Metalheads will shrug at all this and say, "Yep." To those in the know, there's no contradiction between letting loose and staying mindful of others — provided you grok the rules. And what are the rules? Accept the risks of the pit if you're capable, and steer clear if you aren't; immersion equals acceptance of consequences. But if you're bigger than others, be careful. And most importantly, the number one rule: if someone falls down, get there ASAP. 

Protect the vulnerable and have fun

To the wider world, metal is supposed to be the music of disaffected teens or the enraged and middle-aged who can no longer wrap their metal-studded leather jackets around their beer bellies. This tired, old stereotype sticks no matter that study after study finds metal listeners to be the happiest of people. Folks who stick to radio-friendly pop might stammer in disbelief about how there could possibly be "rules" in a mosh pit. It's all chaos and madness, right? That's a big (type-O) negative. There are very universal, very unbreakable, and very common-sense rules that metal concert-goers follow.

Togetherness is the key tenet of the mosh pit. Stay respectful, and keep an eye out for those who need help — falling in a mosh pit can be quite dangerous. In fact, take a cue from singers like Zach de la Rocha, Chester Bennington, Matt Heafy, and many more who've stopped shows to rescue fans, as Loudwire shows. But before things get to that point, be careful of those in the crowd who are more vulnerable.
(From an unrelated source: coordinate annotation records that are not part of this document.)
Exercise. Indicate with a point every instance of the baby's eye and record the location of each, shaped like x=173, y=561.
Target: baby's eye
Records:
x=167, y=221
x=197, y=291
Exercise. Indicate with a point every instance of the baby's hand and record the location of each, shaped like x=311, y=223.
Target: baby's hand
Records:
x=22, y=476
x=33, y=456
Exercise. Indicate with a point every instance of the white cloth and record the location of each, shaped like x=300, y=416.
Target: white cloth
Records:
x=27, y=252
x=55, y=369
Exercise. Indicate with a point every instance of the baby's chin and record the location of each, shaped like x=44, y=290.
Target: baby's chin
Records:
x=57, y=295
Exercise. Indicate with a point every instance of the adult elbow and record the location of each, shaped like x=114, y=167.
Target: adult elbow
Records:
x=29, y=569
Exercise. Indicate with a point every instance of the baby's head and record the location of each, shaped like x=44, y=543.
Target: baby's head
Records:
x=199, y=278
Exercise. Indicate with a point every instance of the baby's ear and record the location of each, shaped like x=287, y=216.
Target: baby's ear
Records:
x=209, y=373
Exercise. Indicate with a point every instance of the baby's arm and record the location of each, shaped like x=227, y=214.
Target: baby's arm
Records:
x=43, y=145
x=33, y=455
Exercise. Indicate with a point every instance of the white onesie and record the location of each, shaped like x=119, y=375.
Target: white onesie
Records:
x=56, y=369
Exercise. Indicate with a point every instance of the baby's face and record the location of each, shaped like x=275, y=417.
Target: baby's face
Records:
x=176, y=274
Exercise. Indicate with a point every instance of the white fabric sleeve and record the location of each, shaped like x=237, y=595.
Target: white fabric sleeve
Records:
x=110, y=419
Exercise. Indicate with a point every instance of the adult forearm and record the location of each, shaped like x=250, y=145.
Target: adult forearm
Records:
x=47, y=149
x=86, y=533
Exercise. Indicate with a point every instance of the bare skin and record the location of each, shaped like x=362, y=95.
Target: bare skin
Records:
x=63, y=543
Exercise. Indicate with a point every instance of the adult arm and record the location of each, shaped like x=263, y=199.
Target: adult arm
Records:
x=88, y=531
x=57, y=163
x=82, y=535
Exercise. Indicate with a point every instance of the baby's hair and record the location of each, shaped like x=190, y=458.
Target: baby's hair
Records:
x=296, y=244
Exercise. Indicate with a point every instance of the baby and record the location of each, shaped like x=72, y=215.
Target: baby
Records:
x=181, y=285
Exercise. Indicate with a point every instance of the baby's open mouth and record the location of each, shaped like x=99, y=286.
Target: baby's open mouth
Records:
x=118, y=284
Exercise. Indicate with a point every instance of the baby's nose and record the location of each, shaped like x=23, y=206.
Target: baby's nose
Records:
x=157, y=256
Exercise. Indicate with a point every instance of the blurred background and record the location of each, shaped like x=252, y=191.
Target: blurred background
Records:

This is true regardless of age, gender, or anything. It should also go without saying, but never harm someone intentionally. And if you get dinged, don't flare up. Everyone is there to have fun, and everyone needs to help everyone else do that. 

Different ways to mosh

Common sense mosh pit rules like "be respectful" are one thing, but other mosh pit rules can't be gleaned without experience. For instance, the entire arena floor is not a mosh pit. Pits tend to form around the middle of a venue behind those nearest the stage and between those on the sides. Joining a mosh pit is 100% voluntary, and no one should be dragging another person in.

There are also different types of pits. The typical mosh pit where people bounce around and bash into each other is called a circle pit. Sometimes, circle pits — depending on the song being played — evolve into a run-around-the-middle, maypole-dance kind of thing rather than slam dancing. A wall of death is a different kind of pit entirely, where the crowd splits in half and then races toward each other at full speed. Vocalists often call for the wall of death, like Gojira frontman Joe Duplantier at 2018's Pol'and'Rock festival. Pogoing, contrarily, involves jumping up and down where you stand without smashing into other folks. And then, of course, there's the familiar crowd-surfing. Many mid-size and larger shows have a gap between the crowd and the stage that's monitored by security. Crowd surfers get carried above the crowd — toward the stage — and are deposited into this gap. But no matter what, the same main rule applies: take care of each other and watch out for those who fall.